Lead-cooled fast reactor

Since lead-cooled fast reactors (LFR) have been conceptualized in the framework of the Generation IV International Forum (GIF), great interest has focused on the development and testing of new technologies related to Heavy Liquid Metal (HLM) nuclear reactors. The basic concept design of LFRs has been developed worldwide, including SVBR (Zrodnikov et al., 2001), BREST (Zhukov et al., 2002), MYRRHA (Maes, 2006), ALFRED (Grasso et al., 2014), CLEAR (Wu, 2016), etc. The validation of the components is ongoing and many experimental validation facilities have been built, including CIRCE (Mansani, 2001), LECOR (Fazio et al., 2003), NACIE-UP (Piazza, 2015), and LIFUS5 (Pesetti et al., 2015). There are still some challenges restricting the development of LFRs. Liquid lead and LBE are both corrosive to the structural materials, and this is the biggest problem restricting the development of LFRs (Zhang and Li, 2008).

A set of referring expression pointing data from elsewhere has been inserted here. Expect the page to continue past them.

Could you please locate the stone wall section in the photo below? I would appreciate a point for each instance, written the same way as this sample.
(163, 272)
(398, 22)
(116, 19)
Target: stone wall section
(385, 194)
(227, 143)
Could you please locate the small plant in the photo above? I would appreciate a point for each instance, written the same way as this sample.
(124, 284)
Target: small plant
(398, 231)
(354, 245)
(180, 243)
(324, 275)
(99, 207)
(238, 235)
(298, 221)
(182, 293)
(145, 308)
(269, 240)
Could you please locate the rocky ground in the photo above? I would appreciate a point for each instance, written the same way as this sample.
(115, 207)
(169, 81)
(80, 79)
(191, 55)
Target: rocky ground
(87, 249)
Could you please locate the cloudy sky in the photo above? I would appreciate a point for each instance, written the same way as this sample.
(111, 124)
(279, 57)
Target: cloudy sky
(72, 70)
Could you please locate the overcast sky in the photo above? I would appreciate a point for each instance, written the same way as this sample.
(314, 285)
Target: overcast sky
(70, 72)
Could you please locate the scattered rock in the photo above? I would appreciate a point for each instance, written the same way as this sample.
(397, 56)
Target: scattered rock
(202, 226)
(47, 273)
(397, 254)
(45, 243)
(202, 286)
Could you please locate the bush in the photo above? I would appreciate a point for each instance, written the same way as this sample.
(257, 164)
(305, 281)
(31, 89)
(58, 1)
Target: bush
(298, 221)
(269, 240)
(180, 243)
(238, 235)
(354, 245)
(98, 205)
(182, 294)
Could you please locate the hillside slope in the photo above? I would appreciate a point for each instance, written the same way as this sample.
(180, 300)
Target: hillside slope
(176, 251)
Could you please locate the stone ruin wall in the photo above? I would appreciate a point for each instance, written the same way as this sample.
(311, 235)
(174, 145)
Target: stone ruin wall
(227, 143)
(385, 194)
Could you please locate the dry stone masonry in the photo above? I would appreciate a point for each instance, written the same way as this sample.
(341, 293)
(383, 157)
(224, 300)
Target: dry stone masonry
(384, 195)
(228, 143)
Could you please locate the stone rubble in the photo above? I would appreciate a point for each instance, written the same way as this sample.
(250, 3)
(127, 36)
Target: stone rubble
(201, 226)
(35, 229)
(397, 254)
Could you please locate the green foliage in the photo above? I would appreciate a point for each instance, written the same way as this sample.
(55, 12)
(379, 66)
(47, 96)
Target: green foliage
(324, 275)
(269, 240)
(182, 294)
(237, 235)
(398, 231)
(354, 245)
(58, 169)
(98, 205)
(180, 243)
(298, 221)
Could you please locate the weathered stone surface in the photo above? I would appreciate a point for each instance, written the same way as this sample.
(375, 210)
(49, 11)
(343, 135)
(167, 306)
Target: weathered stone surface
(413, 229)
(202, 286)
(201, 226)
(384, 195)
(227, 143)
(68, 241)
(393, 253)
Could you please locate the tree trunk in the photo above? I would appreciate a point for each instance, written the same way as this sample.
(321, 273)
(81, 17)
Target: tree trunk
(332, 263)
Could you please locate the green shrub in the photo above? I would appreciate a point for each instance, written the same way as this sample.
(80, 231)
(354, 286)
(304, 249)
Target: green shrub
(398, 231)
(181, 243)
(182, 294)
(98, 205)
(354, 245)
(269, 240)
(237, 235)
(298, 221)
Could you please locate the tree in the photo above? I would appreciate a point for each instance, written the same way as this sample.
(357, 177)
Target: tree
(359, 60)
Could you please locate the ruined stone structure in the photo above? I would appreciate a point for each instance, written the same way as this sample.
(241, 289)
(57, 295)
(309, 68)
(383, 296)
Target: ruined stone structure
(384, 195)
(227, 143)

When steel is in contact with lead or LBE for a long period, elements such as Cr, Ni, and Fe will dissolve therein, causing serious corrosion of structural materials and endangering the integrity of the steel cladding and structures. Operation temperature constraints are another challenge for LFR. The main constraint of the operating temperature is the temperature limit of the applied cladding and structural materials, which is usually 550°C for T91 steel (Bortot et al., 2011). Therefore, some researchers prefer LBE as a coolant to lower the operating temperature slightly and ensure that the peak temperature during the transient state would not exceed the failure temperature of structural materials. Besides, after neutron irradiation, the highly toxic polonium-210, which is volatile and radioactive with a half-life of 138 days, will be produced in lead-based coolants. In pure lead, the production rate of Po-210 is 2–3 orders of magnitude smaller than that in LBE and can be ignored with respect to decay heat (Buongiorno et al., 2004). This is one of the main advantages of pure lead compared with LBE. High Po-210 production in LBE leads to considerable difficulties in operation and maintenance, which also constrains the development of LFRs.

Gas-cooled fast reactor

The GFR is one of the six Generation IV concepts in further development. It combines the advantages of fast spectrum systems for long-term resource sustainability with high temperature for high thermal cycle efficiency and industrial use, such as the generated heat for hydrogen or industrial process. Waste minimization, proliferation resistance, and natural resource optimization are made possible. GFR concepts were first proposed in the 1960s, and have received new attention since 2002. Air, helium, supercritical CO2, or even dissociating gases can be used as coolants. Many countries, such as Germany (Gas Breeder Memorandum, 1969), the United States (General Atomics, 1962), Europe (Gas Breeder Reactor Association, 1970), the Soviet Union (Dissociating coolant, 1970s), the United Kingdom (ETGBR/EGCR, 1970s), and Japan (Prismatic fuel, 1960s), have conducted programs to study it (Rooijen, 2009). The first experimental fast-spectrum gas-cooled reactor, ALLEGRO (Stainsby et al., 2011), is currently being developed by the Czech Republic, France, Hungary, Slovakia, and Poland. However, among the Gen IV concepts, GFR still possesses a relatively low technical maturity (Gougar, 2018). The research areas of contemporary GFR R&D efforts include reactor design, fuel (Hejzlar et al., 2005; Meyer et al., 2007), fuel cycles, structural materials, system optimization, and, most importantly, safety. The main challenge that has to be overcome is developing structural materials that can withstand fast-neutron damage and high temperatures (1,200°C under normal conditions and 1,600°C even 2000°C after a severe accident). Refractory carbide and nitride ceramics have become the most promising materials for fuel fabrication (Fielding et al., 2007). Other problems include low thermal inertia and poor heat removal capability, especially the decay heat removal in post-LOCA situations. Some strategies for decay heat removal have been proposed (Dumaz et al., 2007), while the “guard containment” for fully natural convection or “the batteries for pump” is necessary, because of the high-power density and low thermal capability of the coolant. There has not yet been an acceptable fully passive decay heat removal system for GFR (Pope et al., 2009).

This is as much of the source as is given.